Participa do movimento comunista, mas não gosta. Impressionam-lhe os livros The spirit of Medieval Philosophy, de
Etienne Gilson, e Ends and Means, de
Aldous Huxley, que lhe dão uma visão mais aprofundada do catolicismo e da
mística. Após sua formatura em 1938 encontra o monge hindu Mahanambrata
Brahmachari que o aconselha aprofundar-se nas suas próprias raízes cristãs.
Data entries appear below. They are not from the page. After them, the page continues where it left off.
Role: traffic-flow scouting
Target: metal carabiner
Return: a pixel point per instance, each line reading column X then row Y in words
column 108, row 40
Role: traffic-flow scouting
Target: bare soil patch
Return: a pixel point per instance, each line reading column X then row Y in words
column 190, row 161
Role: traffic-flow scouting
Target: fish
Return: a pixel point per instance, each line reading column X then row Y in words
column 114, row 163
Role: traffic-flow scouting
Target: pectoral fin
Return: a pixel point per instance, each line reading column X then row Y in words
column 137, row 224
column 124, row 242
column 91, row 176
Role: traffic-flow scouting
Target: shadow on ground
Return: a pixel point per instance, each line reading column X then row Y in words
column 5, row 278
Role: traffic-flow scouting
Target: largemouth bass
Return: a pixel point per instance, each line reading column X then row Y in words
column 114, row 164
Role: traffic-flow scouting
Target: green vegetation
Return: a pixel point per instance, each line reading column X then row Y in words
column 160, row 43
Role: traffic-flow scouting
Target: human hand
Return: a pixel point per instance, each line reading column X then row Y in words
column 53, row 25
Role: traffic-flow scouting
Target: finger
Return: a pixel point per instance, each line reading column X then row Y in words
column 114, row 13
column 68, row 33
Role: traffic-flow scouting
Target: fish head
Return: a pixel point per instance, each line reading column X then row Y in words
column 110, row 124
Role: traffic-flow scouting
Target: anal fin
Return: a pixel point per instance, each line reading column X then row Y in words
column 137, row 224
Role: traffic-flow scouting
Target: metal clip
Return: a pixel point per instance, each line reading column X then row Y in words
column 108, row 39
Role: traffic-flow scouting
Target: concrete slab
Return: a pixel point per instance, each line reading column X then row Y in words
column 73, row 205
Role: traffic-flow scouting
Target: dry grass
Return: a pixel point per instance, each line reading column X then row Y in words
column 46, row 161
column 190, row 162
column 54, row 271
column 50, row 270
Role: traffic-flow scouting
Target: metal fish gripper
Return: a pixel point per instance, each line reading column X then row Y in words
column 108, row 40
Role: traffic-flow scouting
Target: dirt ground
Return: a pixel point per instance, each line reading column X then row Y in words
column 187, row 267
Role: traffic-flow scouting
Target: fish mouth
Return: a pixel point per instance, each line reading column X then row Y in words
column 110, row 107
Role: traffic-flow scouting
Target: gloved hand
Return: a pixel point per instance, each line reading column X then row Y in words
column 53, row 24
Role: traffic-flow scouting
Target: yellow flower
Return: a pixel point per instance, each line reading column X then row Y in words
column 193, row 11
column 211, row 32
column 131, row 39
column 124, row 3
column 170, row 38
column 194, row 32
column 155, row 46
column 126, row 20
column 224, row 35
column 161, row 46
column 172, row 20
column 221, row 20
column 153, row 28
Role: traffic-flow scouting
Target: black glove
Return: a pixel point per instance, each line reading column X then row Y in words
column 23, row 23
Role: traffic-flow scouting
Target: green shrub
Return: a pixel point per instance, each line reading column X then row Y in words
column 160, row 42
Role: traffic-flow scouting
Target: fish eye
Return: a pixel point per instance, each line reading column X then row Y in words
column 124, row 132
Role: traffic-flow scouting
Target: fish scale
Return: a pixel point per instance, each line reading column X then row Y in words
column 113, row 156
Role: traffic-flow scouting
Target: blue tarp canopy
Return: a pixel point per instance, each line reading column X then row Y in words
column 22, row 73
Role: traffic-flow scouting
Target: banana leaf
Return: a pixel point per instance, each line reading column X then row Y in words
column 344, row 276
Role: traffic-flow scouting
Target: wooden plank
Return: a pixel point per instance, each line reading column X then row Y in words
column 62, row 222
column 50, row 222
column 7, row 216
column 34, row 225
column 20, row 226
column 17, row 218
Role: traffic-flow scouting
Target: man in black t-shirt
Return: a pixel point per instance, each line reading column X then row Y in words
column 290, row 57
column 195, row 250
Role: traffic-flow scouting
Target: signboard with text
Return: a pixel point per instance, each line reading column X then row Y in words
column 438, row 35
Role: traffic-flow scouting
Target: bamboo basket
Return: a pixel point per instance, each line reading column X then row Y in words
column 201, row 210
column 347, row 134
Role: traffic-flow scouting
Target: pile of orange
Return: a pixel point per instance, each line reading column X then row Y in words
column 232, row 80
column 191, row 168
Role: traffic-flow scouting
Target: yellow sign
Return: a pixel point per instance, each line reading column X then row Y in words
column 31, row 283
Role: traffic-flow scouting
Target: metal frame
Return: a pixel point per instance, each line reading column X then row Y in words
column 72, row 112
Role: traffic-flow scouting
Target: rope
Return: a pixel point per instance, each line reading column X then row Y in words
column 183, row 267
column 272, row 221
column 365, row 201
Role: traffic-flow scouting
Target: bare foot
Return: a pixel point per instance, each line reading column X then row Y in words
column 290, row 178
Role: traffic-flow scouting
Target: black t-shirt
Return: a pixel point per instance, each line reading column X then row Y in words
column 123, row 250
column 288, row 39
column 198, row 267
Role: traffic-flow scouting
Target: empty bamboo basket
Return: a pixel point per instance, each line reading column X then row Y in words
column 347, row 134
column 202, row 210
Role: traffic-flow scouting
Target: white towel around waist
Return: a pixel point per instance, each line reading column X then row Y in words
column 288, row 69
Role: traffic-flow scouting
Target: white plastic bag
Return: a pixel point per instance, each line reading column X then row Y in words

Sugere as Confissões de S. Agostinho
e a Imitação de Cristo de Thomas à
Kempis. À esta altura começa a ir regularmente à missa e rezar. Ainda em 1938
se converte ao catolicismo e é batizado por um padre amigo.
Sentindo
atração pelo sacerdócio, o seu professor amigo, Walsh, lhe diz que seu estilo
religioso não é o de Thomas de Aquino, a respeito do qual fez um curso.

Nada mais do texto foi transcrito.